Both texts describe a unique angelic sin that triggered judgment. Jude 6: "angels who did not keep their own domain, but abandoned their proper abode, He has kept in eternal bonds under darkness for the judgment of the great day." 2 Peter 2:4-5: "God did not spare angels when they sinned, but cast them into hell and committed them to pits of darkness... and did not spare the ancient world, but preserved Noah." Both texts pair the angelic sin with the flood, exactly the pattern of Genesis 6:1-4 read on the angelic view.

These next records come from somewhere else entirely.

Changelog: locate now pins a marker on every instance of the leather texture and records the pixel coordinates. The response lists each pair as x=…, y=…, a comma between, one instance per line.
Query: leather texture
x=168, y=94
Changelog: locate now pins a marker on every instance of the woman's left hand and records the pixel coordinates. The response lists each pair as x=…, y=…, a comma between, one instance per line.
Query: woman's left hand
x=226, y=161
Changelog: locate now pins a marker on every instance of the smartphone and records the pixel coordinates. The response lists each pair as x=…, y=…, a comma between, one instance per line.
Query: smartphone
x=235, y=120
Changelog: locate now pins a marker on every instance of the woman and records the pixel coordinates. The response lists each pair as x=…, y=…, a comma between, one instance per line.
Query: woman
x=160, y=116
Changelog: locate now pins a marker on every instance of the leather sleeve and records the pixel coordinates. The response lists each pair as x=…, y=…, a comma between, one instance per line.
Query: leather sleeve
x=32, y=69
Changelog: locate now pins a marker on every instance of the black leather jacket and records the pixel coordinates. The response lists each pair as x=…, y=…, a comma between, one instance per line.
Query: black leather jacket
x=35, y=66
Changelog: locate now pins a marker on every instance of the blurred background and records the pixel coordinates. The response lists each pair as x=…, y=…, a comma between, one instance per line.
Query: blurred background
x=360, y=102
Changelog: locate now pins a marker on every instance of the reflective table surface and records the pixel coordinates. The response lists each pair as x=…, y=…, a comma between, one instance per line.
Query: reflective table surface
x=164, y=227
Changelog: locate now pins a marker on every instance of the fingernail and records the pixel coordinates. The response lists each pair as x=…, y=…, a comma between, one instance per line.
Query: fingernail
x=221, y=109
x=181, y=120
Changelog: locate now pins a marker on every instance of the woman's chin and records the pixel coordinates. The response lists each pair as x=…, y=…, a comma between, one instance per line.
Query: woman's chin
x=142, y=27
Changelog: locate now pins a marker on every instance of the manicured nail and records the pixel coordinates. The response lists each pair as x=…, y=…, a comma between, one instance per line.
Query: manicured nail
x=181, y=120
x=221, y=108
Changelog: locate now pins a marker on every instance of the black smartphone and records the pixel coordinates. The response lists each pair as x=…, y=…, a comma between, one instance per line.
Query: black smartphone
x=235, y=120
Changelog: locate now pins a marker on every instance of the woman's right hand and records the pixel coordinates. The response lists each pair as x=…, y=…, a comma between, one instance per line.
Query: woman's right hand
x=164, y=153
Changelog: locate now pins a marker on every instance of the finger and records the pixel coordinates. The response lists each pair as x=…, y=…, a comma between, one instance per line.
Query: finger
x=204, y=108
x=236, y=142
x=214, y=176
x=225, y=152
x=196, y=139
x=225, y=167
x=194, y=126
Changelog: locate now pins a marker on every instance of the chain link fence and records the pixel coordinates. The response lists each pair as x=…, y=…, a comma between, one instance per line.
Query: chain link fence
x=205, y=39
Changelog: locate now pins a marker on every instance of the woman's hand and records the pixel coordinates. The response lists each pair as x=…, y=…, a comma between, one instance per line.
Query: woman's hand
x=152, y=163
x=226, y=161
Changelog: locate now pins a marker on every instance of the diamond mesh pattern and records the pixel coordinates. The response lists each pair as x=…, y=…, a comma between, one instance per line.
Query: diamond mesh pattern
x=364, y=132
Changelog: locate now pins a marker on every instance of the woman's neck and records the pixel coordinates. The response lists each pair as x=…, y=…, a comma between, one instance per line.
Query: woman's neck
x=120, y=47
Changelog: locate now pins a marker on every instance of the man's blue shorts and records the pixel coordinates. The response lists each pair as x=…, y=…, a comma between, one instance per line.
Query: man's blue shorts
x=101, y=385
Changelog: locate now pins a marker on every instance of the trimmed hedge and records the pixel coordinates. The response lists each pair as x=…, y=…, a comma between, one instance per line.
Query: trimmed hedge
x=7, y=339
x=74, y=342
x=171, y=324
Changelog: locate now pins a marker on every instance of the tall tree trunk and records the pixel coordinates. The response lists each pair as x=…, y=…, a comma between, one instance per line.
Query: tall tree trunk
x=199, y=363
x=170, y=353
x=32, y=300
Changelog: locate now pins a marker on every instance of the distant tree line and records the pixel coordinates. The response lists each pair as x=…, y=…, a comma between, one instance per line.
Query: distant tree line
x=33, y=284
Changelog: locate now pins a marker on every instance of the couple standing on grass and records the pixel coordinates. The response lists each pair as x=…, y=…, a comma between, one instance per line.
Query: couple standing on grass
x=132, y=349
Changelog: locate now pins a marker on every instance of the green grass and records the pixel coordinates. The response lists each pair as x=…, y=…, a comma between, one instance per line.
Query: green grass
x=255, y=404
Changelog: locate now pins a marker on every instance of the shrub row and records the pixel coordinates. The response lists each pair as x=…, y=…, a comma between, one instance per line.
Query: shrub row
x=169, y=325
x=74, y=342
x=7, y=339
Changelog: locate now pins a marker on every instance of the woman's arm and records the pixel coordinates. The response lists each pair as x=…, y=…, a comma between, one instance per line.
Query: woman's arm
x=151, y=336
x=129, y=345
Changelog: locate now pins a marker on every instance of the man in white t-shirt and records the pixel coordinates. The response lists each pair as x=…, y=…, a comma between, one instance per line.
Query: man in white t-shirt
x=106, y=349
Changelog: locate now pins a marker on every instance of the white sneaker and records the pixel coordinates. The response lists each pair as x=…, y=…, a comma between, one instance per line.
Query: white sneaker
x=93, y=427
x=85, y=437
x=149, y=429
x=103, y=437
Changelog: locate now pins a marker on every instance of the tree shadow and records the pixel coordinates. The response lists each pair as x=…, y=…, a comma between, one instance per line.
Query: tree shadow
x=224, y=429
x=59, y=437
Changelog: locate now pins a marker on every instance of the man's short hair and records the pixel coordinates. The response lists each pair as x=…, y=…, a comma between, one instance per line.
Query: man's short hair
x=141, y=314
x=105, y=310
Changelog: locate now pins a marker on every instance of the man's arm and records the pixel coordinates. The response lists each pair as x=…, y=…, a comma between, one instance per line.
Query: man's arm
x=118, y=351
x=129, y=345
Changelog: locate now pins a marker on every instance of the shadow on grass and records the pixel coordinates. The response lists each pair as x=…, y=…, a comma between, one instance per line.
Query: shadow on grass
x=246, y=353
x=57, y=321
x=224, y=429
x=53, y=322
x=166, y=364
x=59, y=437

Jude in fact quotes 1 Enoch directly two verses later (Jude 14-15 quotes 1 Enoch 1:9), confirming that he knew and used the Watcher tradition. The Sethite view has to explain these texts as referring to a different angelic rebellion not described elsewhere in scripture; the angelic view reads them as natural commentary on Genesis 6.

**Q: Why does the Nephilim question matter for apologetics?**

Four reasons. **First**, the conquest of Canaan repeatedly targets specifically the giant-clan strongholds (Anakim of Hebron, Og of Bashan and his Rephaim kingdom); the conquest's intensity becomes legible as judgment on a continuation of the Genesis 6 rebellion, not merely as displacement of ethnically Canaanite humans. **Second**, the flood judgment becomes coherent as a response to a comprehensive supernatural-and-human corruption rather than to bare moral failure. **Third**, the David-and-Goliath narrative becomes more than folkloric underdog when Goliath is read as the last named descendant of the Anakim-Rephaim-Nephilim line, with David finishing the unfinished business of Joshua. **Fourth**, the New Testament references in Jude and 2 Peter become intelligible on their own terms.